Wie bereitet man sich auf den Abschied vor? Indem man auf sein Leben zurückblickt. Das ZDF zeigte in seiner Reihe «37 Grad» den Dokumentarfilm «Was am Ende wirklich zählt». Er handelt von zwei Frauen, die wissen, dass sie bald sterben. Jutta (66) hat Knochenkrebs in fortgeschrittenem Stadium. Die Künstlerin und ihre Zwillingsschwester Gisela lebten in den 60er-Jahren ein wildes Party- und Künstlerleben und gingen schliesslich mit dem Hippie und Milliardärssohn Paul Getty in die USA. Jetzt, kurz vor dem Lebensende, analysiert Jutta ihr Leben und kommt zum Schluss: «Ein volles Leben muss kein erfülltes Leben sein.» Offen spricht sie zum Beispiel darüber, ihren Kindern nicht genug Zuwendung gegeben zu haben. Schwerkrank erkennt sie, was jetzt noch Bestand hat: nur die Liebe.

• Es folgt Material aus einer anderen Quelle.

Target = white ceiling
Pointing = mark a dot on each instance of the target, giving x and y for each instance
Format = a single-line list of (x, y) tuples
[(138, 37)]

In ihrer letzten Lebensphase zieht sie zur ihrem Sohn und ihrer Schwiegertochter. Kontrastiert wird dieses Schicksal mit jenem von Moni. Die 53-jährige Krebskranke erwartet den Tod innerhalb von drei Monaten. Sie hat von der Kremation bis zur Beerdigung alles bis ins letzte Detail geregelt. Sie hat sich schon früh von ihrer Familie distanziert und lebt sehr einsam. Plötzlich erhält ihre Geschichte eine überraschende Wendung. Eine Therapie schlägt unverhofft an und verschafft ihr noch etwas Zeit. Sie beschliesst, Kontakt mit ihrer Schwester aufzunehmen.

***

Zu Allerseelen bracht das Migros-Magazin eine spannende Reportage über Bestatterinnen und Bestatter aus drei verschiedenen Religionen. Der gebürtige Kosovo-Albaner Enver Fazliji ist einer von zwei muslimischen Bestattern in der Schweiz. Er hilft muslimischen Familien dabei, ihre verstorbenen Angehörigen ins Heimatland zurückzuschaffen. Da es in der Schweiz praktisch keine Friedhöfe gibt, die den muslimischen Ansprüchen genügen – Ausrichtung nach Mekka, ewige Totenruhe – wünschen die meisten die Repatriierung. Das bedeutet Stress, denn die muslimischen Toten sollten innerhalb von 48 Stunden unter der Erde sein. Fazliji wäscht die Toten zusammen mit den Angehörigen in einer Lagerhalle nahe des Flughafens, das gehört zum Abschiedsritual. Ähnliche Rituale kennt auch das Judentum. Laut Pierre Gottheil, Bestattungsbeamter der israelitischen Cultusgemeinde Zürich berichtet von Waschungen, der ewigen Totenruhe und der Ausrichtung des Grabes nach Jerusalem, nicht nach Mekka, «was aber hierzulande keinen Unterschied macht, beide Städte liegen Richtung Südost», heisst es im Migros-Magazin. Zuletzt folgt ein Porträt der Schwestern Karin Koch und Doris Hochstrasser. Sie haben das Bestattungs- und Transportfirma ihres Grossvaters geerbt und daraus ein Dienstleistungsunternehmen spezialisiert auf den Tod gemacht. «Früher waren wir vor allem für die Überführung der Verstorbenen und den Sarg zuständig, heute begleiten wir die Angehörigen bei der Trauerarbeit», sagt Hochstrasser. Das liege am gesellschaftlichen Wandel.